Whereas the ANC isn’t able to rapidly upgrade its institutional capacity due to pervasive cadre deployment, the DA rightly prides itself on its impressive institutional capabilities. Yet the DA mustn’t make the classic mistake of turning a strength into a weakness. The DA and ANC must avoid the temptation of relying unnecessarily on service-level agreements.

Instead, there must be a clear upfront agreement to provide sweeping special dispensations for labour-intensive export initiatives. It is emblematic of how dysfunctional our political economics have become that this should not be difficult for the ANC to accept. There are no material concessions necessary. The beneficiaries of our labour and localization policies have been companies, workers, and governments of other countries.

The ANC has long been receptive to special economic zones (SEZs) which serve the interests and biases of their alliance partners, the unions, and SACP. Such arrangements were structured with little regard for how demanding global commerce has become.
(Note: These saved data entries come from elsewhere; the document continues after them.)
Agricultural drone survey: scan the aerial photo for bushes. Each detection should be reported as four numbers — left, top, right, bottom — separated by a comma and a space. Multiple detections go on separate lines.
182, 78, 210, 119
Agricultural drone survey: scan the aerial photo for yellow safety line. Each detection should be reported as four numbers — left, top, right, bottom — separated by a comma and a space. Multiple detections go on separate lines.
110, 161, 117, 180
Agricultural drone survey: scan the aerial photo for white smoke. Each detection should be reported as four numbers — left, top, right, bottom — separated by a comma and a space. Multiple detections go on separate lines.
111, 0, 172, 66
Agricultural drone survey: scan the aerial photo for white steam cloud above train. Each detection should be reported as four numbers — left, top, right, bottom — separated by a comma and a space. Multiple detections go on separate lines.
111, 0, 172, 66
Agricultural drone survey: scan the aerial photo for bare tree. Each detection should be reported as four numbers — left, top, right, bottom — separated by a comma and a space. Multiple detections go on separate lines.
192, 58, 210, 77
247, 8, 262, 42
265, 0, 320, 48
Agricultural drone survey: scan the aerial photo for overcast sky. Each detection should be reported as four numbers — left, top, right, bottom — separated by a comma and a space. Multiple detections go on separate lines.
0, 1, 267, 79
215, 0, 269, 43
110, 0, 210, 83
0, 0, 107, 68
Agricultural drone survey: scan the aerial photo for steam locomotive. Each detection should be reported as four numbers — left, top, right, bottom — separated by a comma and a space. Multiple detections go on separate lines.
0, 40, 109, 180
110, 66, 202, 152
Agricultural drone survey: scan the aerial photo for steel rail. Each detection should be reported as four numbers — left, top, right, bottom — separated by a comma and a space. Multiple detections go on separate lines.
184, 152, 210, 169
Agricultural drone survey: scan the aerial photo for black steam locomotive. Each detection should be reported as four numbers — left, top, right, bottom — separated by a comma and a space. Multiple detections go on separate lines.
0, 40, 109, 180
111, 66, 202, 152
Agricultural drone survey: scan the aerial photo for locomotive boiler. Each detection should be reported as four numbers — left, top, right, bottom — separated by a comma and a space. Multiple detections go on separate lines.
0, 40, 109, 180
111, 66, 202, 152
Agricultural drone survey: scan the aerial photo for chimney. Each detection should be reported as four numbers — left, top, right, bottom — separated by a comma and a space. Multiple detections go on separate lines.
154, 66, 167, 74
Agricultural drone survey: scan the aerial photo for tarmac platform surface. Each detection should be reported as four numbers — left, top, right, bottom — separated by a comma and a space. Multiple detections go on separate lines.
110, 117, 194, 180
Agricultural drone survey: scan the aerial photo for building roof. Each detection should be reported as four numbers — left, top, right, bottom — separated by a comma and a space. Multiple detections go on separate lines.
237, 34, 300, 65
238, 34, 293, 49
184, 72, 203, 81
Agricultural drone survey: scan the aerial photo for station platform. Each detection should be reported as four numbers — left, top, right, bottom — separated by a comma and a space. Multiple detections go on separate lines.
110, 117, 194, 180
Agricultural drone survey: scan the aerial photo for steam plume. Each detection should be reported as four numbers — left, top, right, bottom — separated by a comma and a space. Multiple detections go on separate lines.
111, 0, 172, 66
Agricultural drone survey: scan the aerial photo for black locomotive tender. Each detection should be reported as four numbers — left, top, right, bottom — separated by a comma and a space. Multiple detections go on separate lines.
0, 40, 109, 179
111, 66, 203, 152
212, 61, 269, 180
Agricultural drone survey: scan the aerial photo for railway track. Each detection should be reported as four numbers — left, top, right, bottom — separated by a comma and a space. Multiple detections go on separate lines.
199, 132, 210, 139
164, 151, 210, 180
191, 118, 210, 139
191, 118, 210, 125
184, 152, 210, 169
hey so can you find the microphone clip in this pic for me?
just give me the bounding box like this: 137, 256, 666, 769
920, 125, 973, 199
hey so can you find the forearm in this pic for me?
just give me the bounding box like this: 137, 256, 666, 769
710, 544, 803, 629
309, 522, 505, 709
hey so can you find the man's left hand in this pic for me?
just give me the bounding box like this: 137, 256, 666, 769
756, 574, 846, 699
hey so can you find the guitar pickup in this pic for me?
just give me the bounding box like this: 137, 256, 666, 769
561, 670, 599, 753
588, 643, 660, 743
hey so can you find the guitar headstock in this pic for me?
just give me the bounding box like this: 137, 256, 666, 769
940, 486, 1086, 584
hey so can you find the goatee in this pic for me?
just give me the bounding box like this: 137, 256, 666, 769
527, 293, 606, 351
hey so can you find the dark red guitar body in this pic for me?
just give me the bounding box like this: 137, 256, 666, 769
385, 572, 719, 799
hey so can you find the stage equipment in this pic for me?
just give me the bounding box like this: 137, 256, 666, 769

All successful nations have adapted to the demands and opportunities that today’s global economy presents. The DA must cut a deal where the ANC unambiguously agrees to stop blocking enterprising South Africans.

The world’s purchasing power is still largely concentrated in the West, while most underutilised human capital is clustered in Africa. Economic forces will eventually integrate massive numbers of young Africans into the global economy. The next two weeks will determine how soon that happens and whether SA leads or follows.